The revival of the Metropolitan Opera House, the giant white box that inhabits a city block on the corner of North Broad and Poplar Streets built in 1908 by impresario Oscar Hammerstein I, as a concert venue is good news for historical preservation advocates and the growth of nightlife in North Philadelphia.

Developer Eric Blumenfeld — who's also behind the renovation of the nearby Divine Lorraine — has plans to sink $35 million into the 4000 capacity theatre. Yesterday, Curbed Philly reported that Blumenfeld said that dominant concert promoter Live Nation has signed onto the project, telling the Philadelphia Historical Commission that "right now, our focus is to make Live Nation happy."

A Met renovated to its former glory would be a sparkling jewel on North Broad.  When it was built, the hulking structure was called the Philadelphia Opera House, and it served variously as a movie theater, church and home to boxing matches before going dark as a music venue in the 1980s.

It would be certainly be an intriguing addition to the Philly concert scene, but it's hard to imagine the Met becoming a venue with anything close to a nightly concert schedule. (Live Nation has not revealed specific plans for the building, and did not comment for this story.)

Indeed, when word got out last year that Blumenfeld planned to bring a national promoter in to book The Met, music scene speculation was that it wouldn't be Live Nation because the promoters, who are locally based in Bala Cynwyd, had recently opened The Fillmore Philadelphia, their 2500 capacity showcase venue in Fishtown. They also operate the 3000 capacity Tower Theatre in Upper Darby.

And those aren't the only spaces competing for acts that are too big for clubs like the World Cafe Live (which holds 650), Union Transfer (capacity 1200) or the Trocadero (also 1200).

On South Broad, there's also the Merriam Theater (which fits 1870), the Kimmel Center's Verizon Hall (2500) and Academy of Music (also 2500). Also in play is the Electric Factory, which is now under the control of Live Nation competitor AEG Live, which also holds 2500 to 3000 concert goers.

And of course in the summer, options expand further with outdoor spaces such as  Live Nation's Festival Pier, which holds 6000, and the Mann Center in Fairmount Park, which holds up to 15000 but is quite comfortable for bands who draw three or four thousand under the amphitheatre roof.
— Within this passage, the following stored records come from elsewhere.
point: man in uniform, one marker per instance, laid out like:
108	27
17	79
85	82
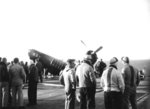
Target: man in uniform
113	85
131	79
67	78
87	81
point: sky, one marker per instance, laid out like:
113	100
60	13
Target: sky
56	28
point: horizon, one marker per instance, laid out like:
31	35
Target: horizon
57	28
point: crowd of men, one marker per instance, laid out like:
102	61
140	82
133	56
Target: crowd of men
12	78
119	87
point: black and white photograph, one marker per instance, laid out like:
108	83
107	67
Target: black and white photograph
82	54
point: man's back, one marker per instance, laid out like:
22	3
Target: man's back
4	75
17	74
86	76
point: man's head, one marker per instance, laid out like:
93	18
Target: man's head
71	63
4	60
113	61
125	60
16	60
91	57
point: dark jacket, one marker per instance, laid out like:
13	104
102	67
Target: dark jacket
4	75
33	73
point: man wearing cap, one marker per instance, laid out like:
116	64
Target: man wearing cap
69	81
17	76
113	85
87	81
132	79
4	84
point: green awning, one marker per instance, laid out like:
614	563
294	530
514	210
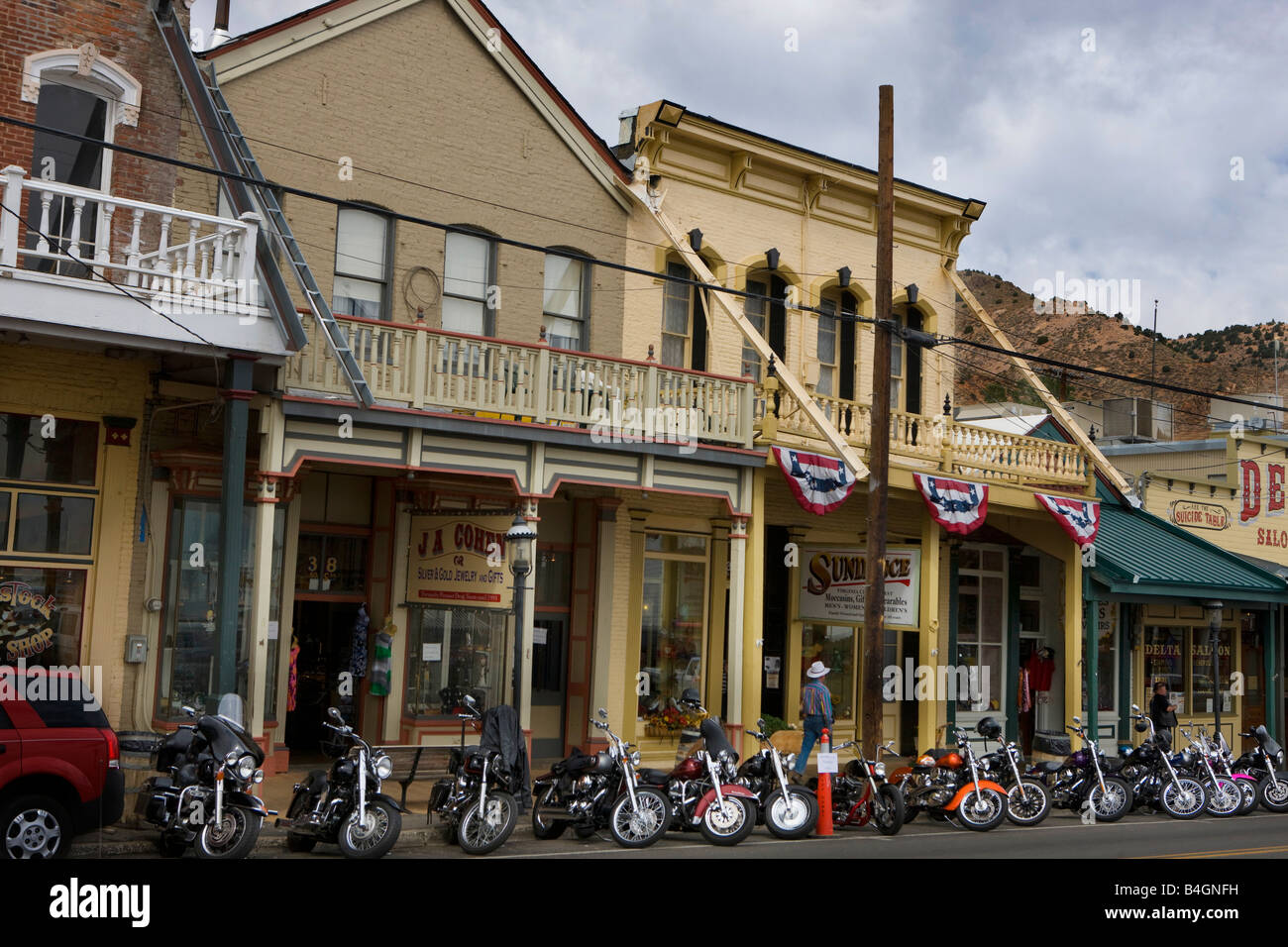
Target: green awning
1141	554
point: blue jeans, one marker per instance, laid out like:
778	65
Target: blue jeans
812	727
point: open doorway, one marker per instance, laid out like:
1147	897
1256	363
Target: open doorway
323	633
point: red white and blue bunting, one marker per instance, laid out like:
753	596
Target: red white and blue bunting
818	483
957	505
1080	518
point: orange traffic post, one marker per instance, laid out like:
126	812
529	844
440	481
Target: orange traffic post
824	789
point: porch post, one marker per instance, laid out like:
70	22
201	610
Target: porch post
237	395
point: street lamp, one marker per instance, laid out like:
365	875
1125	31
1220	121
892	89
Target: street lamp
516	539
1212	609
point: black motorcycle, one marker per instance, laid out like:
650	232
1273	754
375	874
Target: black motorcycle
477	802
1083	783
205	799
1262	762
1026	800
326	806
595	791
787	810
1155	781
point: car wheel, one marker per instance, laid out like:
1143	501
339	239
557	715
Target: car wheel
34	827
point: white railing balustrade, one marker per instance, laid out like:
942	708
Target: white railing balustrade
175	260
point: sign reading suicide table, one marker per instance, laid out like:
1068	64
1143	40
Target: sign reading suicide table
459	561
833	585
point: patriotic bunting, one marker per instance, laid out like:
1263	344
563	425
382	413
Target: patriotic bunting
957	505
818	483
1080	518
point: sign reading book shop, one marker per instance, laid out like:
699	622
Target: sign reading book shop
833	585
459	561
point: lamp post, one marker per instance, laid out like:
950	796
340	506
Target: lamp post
1212	609
516	539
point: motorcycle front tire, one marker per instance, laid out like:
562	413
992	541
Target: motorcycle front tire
632	834
725	826
478	839
791	814
240	826
353	844
888	812
1030	806
977	821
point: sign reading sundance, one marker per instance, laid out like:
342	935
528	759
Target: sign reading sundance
459	561
833	585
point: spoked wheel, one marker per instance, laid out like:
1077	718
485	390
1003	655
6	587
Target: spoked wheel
1112	802
982	809
729	822
1026	802
487	831
233	836
372	836
1184	799
791	814
1225	797
888	813
643	823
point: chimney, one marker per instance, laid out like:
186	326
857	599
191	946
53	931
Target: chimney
220	34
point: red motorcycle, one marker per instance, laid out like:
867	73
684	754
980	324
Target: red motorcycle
702	789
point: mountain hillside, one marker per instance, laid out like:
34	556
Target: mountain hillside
1235	360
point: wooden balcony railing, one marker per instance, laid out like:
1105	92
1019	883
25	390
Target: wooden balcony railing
413	367
930	444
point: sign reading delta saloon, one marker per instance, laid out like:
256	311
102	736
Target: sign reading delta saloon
1261	493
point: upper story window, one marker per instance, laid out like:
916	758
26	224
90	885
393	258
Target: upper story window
566	309
362	264
684	321
469	285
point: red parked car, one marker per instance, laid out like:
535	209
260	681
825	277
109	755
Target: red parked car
59	763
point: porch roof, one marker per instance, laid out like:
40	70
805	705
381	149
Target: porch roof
1140	554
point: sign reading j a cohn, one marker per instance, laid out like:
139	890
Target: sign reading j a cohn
1199	515
459	561
833	585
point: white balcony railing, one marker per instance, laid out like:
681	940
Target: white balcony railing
618	399
168	257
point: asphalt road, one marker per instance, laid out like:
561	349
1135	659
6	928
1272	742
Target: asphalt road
1061	835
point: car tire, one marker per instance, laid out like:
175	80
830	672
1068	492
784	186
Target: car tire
34	827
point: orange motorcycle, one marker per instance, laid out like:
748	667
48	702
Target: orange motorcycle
947	783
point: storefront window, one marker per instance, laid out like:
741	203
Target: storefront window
189	651
833	646
454	652
674	618
42	613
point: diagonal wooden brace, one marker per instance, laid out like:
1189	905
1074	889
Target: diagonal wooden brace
1030	376
734	311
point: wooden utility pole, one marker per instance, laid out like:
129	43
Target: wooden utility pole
879	459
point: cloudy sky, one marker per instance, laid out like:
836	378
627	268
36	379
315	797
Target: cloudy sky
1142	142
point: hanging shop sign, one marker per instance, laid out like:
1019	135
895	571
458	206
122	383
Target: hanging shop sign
957	505
818	483
459	561
833	585
1198	515
1080	518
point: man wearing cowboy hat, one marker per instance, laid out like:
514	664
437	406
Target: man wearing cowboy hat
815	714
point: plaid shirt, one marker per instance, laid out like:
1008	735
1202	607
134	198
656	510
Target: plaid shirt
816	699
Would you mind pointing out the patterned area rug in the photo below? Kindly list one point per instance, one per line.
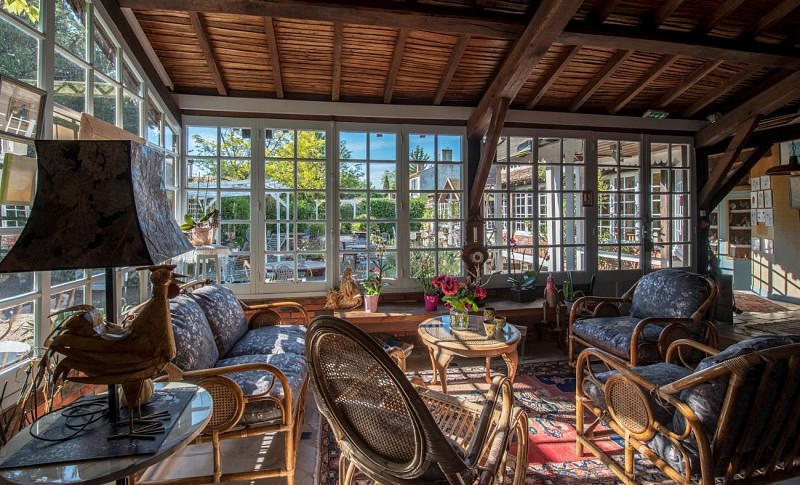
(748, 302)
(786, 327)
(547, 392)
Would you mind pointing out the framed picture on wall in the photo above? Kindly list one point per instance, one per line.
(794, 192)
(21, 109)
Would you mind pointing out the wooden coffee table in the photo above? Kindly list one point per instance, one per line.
(445, 343)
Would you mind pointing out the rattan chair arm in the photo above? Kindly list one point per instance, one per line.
(676, 347)
(582, 302)
(275, 305)
(502, 392)
(286, 401)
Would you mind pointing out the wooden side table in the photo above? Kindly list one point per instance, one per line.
(187, 426)
(444, 343)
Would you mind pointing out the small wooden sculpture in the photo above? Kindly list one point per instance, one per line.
(347, 296)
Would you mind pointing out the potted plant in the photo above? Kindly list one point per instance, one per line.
(522, 289)
(201, 231)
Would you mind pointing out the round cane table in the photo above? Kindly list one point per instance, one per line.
(444, 343)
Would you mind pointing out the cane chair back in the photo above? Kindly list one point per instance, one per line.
(382, 423)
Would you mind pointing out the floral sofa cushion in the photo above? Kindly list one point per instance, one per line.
(193, 338)
(224, 313)
(670, 293)
(257, 382)
(613, 334)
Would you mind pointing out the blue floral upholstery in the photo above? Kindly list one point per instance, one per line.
(193, 337)
(670, 293)
(613, 334)
(224, 313)
(257, 382)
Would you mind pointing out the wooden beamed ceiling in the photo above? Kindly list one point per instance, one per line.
(729, 59)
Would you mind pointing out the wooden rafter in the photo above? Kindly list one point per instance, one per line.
(639, 85)
(397, 60)
(552, 77)
(544, 27)
(208, 51)
(763, 104)
(336, 77)
(487, 154)
(724, 164)
(687, 83)
(274, 57)
(450, 70)
(483, 23)
(594, 84)
(608, 7)
(726, 86)
(734, 178)
(665, 10)
(726, 8)
(773, 16)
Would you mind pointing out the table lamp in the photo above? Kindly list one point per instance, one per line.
(98, 204)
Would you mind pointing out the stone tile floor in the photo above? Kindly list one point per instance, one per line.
(260, 450)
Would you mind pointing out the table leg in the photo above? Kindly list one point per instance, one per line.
(512, 360)
(440, 360)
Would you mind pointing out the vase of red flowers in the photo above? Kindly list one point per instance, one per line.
(461, 297)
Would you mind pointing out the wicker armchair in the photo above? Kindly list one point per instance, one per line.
(664, 306)
(735, 418)
(398, 434)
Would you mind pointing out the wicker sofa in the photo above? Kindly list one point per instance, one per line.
(254, 368)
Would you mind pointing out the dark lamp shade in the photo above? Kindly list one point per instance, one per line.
(98, 204)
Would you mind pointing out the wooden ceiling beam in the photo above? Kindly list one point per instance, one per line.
(274, 58)
(552, 77)
(639, 85)
(720, 13)
(483, 23)
(544, 27)
(488, 154)
(594, 84)
(667, 8)
(724, 164)
(450, 70)
(734, 178)
(764, 103)
(772, 17)
(336, 75)
(726, 86)
(687, 83)
(208, 51)
(397, 60)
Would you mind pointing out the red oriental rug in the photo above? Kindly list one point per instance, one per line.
(547, 392)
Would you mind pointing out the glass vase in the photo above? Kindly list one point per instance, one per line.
(459, 320)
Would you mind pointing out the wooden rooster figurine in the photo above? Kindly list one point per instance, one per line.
(127, 354)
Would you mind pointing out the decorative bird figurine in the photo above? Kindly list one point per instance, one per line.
(127, 354)
(551, 292)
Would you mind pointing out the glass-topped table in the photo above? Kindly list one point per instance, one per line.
(186, 427)
(444, 343)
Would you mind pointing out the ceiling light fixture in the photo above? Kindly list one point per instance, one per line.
(791, 168)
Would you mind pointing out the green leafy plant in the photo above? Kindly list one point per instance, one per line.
(210, 218)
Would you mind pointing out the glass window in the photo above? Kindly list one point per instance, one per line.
(71, 26)
(296, 213)
(436, 173)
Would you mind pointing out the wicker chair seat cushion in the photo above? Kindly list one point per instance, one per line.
(671, 293)
(661, 373)
(706, 399)
(193, 338)
(271, 340)
(613, 334)
(256, 382)
(224, 313)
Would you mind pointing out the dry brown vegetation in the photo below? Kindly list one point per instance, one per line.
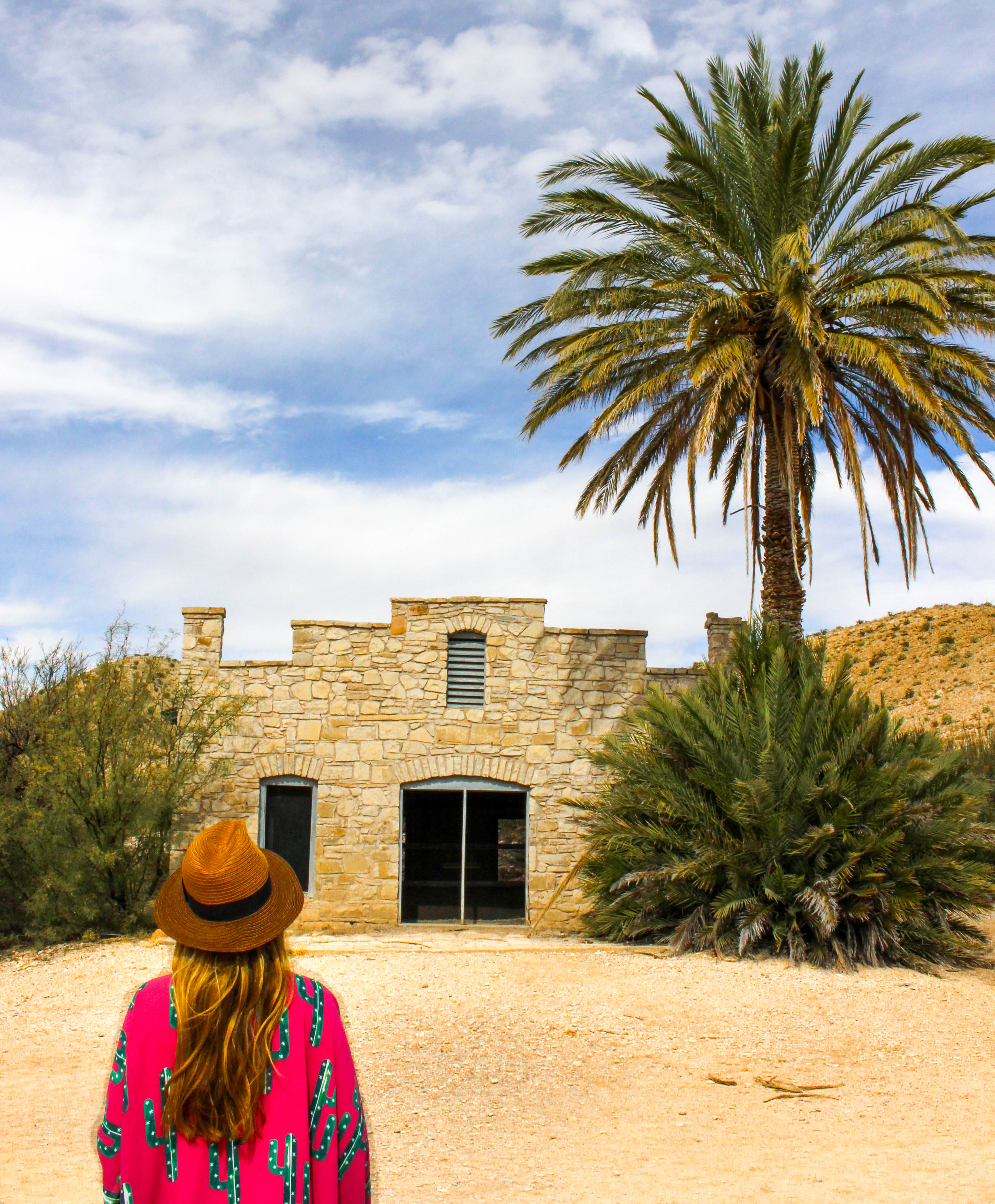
(935, 666)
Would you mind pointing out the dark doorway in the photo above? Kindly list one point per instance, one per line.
(288, 828)
(464, 855)
(431, 855)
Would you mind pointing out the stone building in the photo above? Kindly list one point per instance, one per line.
(419, 770)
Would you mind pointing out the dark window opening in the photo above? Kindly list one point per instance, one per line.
(448, 879)
(466, 661)
(288, 828)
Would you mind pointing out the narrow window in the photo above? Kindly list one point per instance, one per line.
(288, 824)
(465, 670)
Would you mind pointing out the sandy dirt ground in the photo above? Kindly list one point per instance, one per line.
(496, 1068)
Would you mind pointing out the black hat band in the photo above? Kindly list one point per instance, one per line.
(239, 909)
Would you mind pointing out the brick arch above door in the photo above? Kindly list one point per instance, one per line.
(466, 765)
(289, 765)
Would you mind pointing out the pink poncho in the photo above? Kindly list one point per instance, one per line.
(312, 1148)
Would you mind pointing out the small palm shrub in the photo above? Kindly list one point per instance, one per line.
(773, 807)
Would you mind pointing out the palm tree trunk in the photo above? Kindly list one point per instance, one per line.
(783, 595)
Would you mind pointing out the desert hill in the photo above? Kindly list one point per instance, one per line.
(935, 665)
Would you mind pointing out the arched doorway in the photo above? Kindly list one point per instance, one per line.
(464, 852)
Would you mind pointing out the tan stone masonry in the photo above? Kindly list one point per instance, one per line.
(360, 708)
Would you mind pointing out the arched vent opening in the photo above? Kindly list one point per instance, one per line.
(465, 669)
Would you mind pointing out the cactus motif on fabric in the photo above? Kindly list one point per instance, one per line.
(284, 1033)
(119, 1073)
(169, 1139)
(231, 1183)
(358, 1141)
(288, 1172)
(109, 1138)
(314, 996)
(320, 1100)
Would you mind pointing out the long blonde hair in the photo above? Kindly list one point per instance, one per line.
(228, 1007)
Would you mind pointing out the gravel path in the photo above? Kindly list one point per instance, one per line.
(501, 1069)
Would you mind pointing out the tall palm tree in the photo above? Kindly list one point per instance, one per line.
(773, 293)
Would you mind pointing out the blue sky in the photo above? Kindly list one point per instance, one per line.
(251, 257)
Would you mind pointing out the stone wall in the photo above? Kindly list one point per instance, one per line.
(721, 635)
(360, 708)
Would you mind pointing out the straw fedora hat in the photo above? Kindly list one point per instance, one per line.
(228, 895)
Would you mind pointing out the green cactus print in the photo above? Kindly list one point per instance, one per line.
(231, 1183)
(358, 1141)
(119, 1072)
(320, 1100)
(316, 999)
(169, 1139)
(109, 1138)
(284, 1031)
(288, 1172)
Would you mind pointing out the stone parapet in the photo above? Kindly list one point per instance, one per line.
(204, 633)
(722, 634)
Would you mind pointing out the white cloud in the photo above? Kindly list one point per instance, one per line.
(407, 413)
(509, 68)
(618, 27)
(275, 546)
(48, 387)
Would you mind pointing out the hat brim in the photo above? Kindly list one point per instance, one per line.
(283, 907)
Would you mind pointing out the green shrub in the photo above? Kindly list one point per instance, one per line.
(97, 759)
(770, 808)
(979, 751)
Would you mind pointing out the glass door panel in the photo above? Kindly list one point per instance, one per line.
(431, 855)
(496, 868)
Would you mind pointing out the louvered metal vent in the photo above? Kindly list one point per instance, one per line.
(465, 670)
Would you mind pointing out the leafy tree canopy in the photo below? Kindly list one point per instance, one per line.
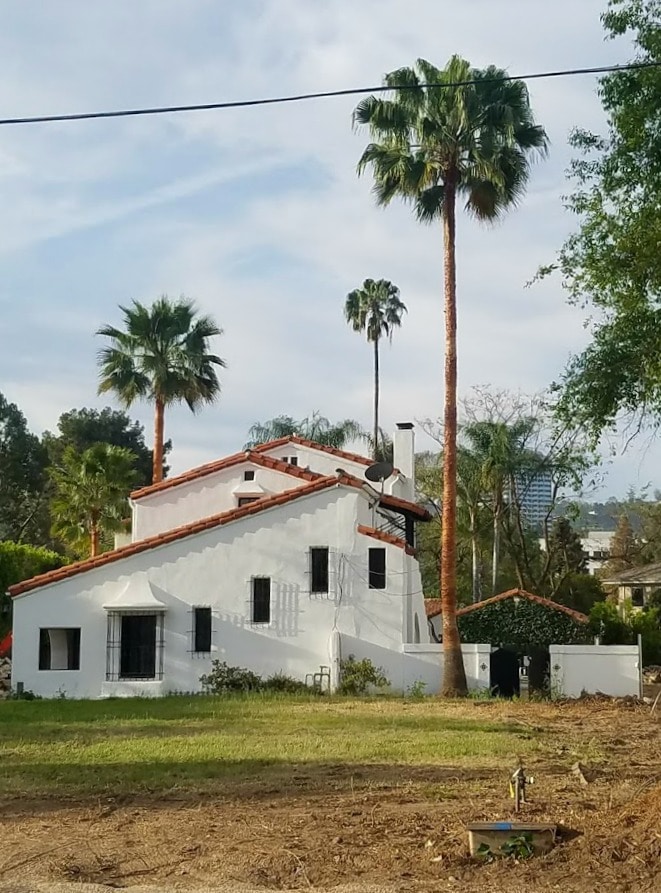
(82, 428)
(22, 476)
(612, 264)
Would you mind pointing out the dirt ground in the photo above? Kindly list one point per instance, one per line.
(394, 827)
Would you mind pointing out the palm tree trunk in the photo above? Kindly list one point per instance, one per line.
(159, 422)
(375, 447)
(94, 539)
(475, 561)
(454, 674)
(495, 556)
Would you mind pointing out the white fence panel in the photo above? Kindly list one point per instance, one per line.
(610, 669)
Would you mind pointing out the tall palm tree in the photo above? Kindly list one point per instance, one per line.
(375, 309)
(504, 457)
(314, 427)
(472, 138)
(161, 356)
(91, 493)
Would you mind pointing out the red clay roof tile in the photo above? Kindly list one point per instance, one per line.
(312, 444)
(316, 484)
(201, 471)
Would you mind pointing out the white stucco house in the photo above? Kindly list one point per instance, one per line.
(279, 559)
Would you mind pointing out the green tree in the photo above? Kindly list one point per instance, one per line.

So where will the Met fit in? At 4000 capacty, it's slightly larger than it's other plush, seated South Broad competitors, like Verizon Hall and the Academy, which the building also went toe to toe with when Hammerstein brought opera companies to town early in the last century.

One can imagine an act like, say, Neil Young, who played two sold out acoustic nights at the Academy in 2014, filling up the larger space with ease, or acts such as the Flaming Lips or Sting, who sold out the Fillmore this winter, moving up to a larger space while still maintaining a special occasion theater vibe.

One thing's for sure: The Met is a mightily impressive space. Last fall, before serious renovations began, the capacious room hosted a Jazz Lives Philadelphia event with Ted Nash of the Jazz at Lincoln Center Orchestra as headliner.

You had to sign a waiver before entering, and as Nash and a band of talented young Philadelphians swung into John Coltrane's "Naima," it felt like a special treat to be inside a rarely accessed landmark of Philadelphia cultural history, that in its current state was a grand, beautiful ruin. Also, the event took place on a particularly chilly November night, and as you looked around the vast, eerily beautiful space you couldn't help thinking, 'Man, it's going to be really expensive to heat this place."